Homélie du Père Thierry Bettler pour la fête de l’immaculée conception, au sanctuaire d’Elinkine le 11 décembre 2022

Fête de l’immaculée conception – fêtée le 11 décembre 2022 lors du Pèlerinage au Sanctuaire d’Elinkine, au Sénégal

Homélie du Père Thierry BETTLER (Vicaire général du diocèse de Reims et des Ardennes)

Thème d’année : mieux connaître nos différentes cultures pour mieux enraciner l’Évangile

Chers amis,
Chers frères et sœurs,

Lundi dernier, lorsque je suis arrivé dans votre pays, je me disais que la Casamance est vraiment un beau pays, une portion de paradis en Afrique de l’Ouest. Imaginez, je venais de quitter notre terre de Champagne, en France. Il faisait zéro degré Celsius, et une pluie froide mêlée de neige fondue tombait sur nous. Et me voilà parmi vous, avec plus de trente degrés, un soleil radieux et surtout une nature magnifique… Le P. Bruno, le recteur de ce sanctuaire avec qui je voyageais depuis Dakar, me le dit sans détour sur la route en me montrant sa paroisse : « Vous voyez, Père, je suis au Paradis ! » C’est vrai que cela y ressemblait bien…

Un coin de paradis ? Oui, pour moi, avec vous qui m’accueillez si fraternellement. J’avais toutes les raisons de le penser. Mais est-ce si vrai que cela ? Est-ce le paradis pour tout le monde ici ? Car, ici comme chez moi, je sais que le poids du péché défigure ce que Dieu a mis de plus beau dans sa création, l’homme et la femme créés à son image. Ici, comme chez moi : chacun saura mettre un nom, un visage, une situation familiale, sociale, économique…
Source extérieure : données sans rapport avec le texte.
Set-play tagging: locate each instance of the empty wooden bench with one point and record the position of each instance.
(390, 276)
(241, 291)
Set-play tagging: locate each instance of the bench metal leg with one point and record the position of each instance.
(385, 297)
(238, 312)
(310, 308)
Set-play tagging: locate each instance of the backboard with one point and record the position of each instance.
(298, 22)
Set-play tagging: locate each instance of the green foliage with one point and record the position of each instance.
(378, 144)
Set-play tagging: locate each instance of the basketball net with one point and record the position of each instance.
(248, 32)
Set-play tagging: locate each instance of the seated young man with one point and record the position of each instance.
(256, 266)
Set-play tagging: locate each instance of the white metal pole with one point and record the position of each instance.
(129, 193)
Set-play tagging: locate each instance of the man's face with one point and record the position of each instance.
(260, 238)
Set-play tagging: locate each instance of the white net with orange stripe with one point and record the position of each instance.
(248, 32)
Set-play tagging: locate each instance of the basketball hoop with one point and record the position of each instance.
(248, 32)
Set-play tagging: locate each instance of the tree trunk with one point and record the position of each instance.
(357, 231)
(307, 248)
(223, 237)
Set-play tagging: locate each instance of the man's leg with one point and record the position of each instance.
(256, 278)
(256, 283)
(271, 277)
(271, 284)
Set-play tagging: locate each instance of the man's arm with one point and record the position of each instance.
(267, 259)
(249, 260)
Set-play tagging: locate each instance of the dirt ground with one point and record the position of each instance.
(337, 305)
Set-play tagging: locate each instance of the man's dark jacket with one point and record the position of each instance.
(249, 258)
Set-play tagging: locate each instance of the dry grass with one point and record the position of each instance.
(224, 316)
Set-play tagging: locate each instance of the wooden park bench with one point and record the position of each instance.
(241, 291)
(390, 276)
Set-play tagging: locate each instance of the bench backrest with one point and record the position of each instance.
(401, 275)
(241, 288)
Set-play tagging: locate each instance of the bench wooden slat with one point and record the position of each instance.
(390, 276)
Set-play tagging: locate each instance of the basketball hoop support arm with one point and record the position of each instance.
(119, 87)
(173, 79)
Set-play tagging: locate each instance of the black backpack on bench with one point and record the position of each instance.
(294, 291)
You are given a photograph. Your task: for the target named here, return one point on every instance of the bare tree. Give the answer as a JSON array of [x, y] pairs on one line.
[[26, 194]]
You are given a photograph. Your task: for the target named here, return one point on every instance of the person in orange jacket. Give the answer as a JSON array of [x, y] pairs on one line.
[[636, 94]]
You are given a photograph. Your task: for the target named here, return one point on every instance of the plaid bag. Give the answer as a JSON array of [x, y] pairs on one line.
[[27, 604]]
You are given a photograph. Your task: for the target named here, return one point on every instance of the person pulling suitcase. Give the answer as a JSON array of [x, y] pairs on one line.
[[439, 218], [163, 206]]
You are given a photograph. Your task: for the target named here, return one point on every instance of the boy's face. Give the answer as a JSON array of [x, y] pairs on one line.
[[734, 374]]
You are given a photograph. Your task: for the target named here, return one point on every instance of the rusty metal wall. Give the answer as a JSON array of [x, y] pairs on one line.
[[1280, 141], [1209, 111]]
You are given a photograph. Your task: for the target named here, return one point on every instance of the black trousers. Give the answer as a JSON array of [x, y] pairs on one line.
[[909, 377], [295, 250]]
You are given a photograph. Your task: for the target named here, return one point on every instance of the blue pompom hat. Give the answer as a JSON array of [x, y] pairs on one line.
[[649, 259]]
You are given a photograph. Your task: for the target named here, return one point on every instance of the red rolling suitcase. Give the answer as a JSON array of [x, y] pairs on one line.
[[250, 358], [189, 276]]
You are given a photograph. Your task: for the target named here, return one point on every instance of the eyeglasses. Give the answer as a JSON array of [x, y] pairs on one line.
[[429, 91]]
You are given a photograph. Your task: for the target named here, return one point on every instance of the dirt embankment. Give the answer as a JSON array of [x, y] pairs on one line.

Frères et sœurs, nous sommes invités ensemble, réunis aujourd’hui autour de ND de la Mission, à mieux connaître nos différentes cultures pour mieux enraciner l’Évangile du Christ sauveur. Ceci est vrai pour vous ici au Sénégal. Ce l’est aussi pour nous là-bas en France. Car c’est au cœur de notre humanité que Dieu vient nous sauver, une humanité qui a besoin d’être réconcilier avec elle- même, avec son histoire et ses cultures, avec la création aussi.

« Tout est lié » dit le pape François dans son encyclique Laudato si’.

Relisons ensemble les premières pages de la Bible. La première lecture nous invite à le faire. Dieu qui avait créé le monde et tout ce qu’il contient, avait placé l’homme et la femme au milieu de la création pour « qu’ils la remplissent et la dominent » afin d’en tirer une bénédiction (Gn 1, 28). Mais ceux-ci, parce qu’ils se sont laissés tenter par la séduction du serpent, c’est-à-dire par leurs propres désires, avaient fait de ce jardin un lieu de souffrance et d’épreuve.

Pourtant Dieu n’a pas renoncé au bonheur de l’homme, ni à la beauté de sa création. Notre foi nous dit qu’il nous a envoyé Jésus son fils pour nous sauver et restaurer en lui ce que le péché avait défiguré.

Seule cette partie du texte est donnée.